We have reviewed the videotape and find it impossible to determine whether the vehicle was stopped at the gas station before the officers activated their overhead lights, signaling the U-Haul to stop. While it appears the vehicle was still in motion, we find it reasonable to conclude the vehicle, for all intents and purposes, had already come to a stop at the gas pump. We find the facts, as noted above, constituted a reasonable, articulable suspicion for the deputies investigatory detention of appellant.
In a continuing protective sweep for officer safety, the officers opened the rear of the U-Haul to make sure no other individuals were in the cargo compartment. Our review of the videotape confirmed the officers opened the cargo door only as far as was necessary to determine if other individuals were present. However, it is also clear from the videotape that even this slight opening revealed the presence of large ATV vehicles in the back of the U-Haul.
Before the deputies conducted any search of the vehicle, they were informed by other officers that the fence at the ASK dealership had been cut. We find this information, in conjunction with the plain view of the ATVs, gave the officers probable cause to search the vehicle under the automobile exception.

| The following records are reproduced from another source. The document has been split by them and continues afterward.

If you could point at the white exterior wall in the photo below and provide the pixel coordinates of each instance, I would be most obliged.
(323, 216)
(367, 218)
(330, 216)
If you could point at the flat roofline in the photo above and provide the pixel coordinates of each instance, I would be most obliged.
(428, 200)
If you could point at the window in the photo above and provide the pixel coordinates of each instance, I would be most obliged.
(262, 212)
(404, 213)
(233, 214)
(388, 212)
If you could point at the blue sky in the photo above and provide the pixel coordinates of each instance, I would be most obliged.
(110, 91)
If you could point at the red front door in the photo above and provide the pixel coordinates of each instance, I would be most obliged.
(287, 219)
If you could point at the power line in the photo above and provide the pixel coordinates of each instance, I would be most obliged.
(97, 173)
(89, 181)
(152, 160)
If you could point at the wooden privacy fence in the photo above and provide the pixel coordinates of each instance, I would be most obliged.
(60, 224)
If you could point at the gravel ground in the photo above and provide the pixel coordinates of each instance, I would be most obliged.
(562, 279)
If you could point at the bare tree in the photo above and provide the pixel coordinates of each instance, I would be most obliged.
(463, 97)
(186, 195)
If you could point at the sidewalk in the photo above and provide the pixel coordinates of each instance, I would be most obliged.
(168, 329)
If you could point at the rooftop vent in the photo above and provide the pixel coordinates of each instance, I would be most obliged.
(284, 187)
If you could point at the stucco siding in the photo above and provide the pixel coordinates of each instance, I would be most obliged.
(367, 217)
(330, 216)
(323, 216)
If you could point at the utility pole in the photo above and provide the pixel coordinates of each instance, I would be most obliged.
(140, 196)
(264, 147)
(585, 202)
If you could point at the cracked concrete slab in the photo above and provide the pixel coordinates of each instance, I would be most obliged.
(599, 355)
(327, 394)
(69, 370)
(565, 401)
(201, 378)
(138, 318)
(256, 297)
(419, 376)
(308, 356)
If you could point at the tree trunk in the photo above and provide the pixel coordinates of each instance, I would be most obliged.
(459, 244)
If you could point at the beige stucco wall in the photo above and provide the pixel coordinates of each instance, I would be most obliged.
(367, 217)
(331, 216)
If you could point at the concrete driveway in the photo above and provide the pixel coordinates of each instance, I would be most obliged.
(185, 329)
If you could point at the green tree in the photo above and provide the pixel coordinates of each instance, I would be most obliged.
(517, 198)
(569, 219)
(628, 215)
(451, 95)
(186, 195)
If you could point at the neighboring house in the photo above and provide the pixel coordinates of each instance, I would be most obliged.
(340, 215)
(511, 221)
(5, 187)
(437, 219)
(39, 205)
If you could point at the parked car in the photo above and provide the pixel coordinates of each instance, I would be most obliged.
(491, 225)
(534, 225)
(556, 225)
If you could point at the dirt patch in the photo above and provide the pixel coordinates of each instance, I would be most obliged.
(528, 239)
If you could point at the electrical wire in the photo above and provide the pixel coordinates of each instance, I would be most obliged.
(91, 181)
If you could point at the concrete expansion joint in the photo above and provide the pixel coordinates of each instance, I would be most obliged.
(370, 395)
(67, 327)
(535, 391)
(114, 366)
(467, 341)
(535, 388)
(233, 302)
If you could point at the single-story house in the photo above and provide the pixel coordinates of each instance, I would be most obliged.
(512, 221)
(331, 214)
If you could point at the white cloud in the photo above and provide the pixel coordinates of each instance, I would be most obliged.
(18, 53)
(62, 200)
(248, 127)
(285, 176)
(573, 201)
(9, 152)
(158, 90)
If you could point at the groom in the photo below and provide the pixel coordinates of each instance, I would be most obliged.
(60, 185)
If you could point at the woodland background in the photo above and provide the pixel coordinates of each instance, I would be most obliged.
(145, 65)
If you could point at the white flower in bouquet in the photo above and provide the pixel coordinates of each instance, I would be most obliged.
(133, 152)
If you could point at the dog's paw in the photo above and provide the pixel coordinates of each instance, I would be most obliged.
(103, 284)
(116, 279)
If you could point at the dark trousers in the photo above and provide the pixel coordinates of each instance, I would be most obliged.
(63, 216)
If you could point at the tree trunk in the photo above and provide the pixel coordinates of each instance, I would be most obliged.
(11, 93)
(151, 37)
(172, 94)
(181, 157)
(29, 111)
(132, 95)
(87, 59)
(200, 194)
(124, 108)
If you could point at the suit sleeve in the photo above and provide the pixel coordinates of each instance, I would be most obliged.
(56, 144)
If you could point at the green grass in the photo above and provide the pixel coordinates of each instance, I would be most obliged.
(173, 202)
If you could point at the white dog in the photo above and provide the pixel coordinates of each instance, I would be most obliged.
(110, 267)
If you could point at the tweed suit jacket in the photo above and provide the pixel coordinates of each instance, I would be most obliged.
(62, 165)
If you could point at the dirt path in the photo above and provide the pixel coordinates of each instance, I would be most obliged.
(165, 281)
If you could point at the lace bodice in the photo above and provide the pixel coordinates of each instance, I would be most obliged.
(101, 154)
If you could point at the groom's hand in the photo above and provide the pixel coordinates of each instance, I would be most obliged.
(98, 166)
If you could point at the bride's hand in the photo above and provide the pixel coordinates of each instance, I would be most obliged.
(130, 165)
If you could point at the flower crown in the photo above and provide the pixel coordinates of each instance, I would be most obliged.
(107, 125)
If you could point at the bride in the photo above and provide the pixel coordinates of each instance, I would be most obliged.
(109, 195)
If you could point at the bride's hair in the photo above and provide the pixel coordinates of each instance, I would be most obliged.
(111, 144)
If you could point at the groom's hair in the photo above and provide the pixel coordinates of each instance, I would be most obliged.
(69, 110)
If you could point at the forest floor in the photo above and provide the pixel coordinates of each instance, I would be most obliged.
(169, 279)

Assuming, arguendo, the arrest of appellant was unlawful, we find the fact the officers saw the vehicle coming from the Colonial Estates Trailer Park combined with independent information that the fence of the ASK had been cut, would have provided probable cause to search the vehicle under the automobile exception. Therefore, the evidence would have been inevitably discovered by the authorities.
Accordingly, appellant's first and third assignments of error are overruled.
II In light of our disposition of appellant's first and third assignments of error, we find appellant's second assignment of error to be moot.
The December 13, 2001 Judgment Entry of the Fairfield County Court of Common Pleas is affirmed.
By: HOFFMAN, P.J. WISE, J. and EDWARDS, J. concur
JUDGMENT ENTRY For the reasons stated in our accompanying Memorandum-Opinion, the December 13, 2001 Judgment Entry of the Fairfield County Court of Common Pleas is affirmed. Costs assessed to appellant.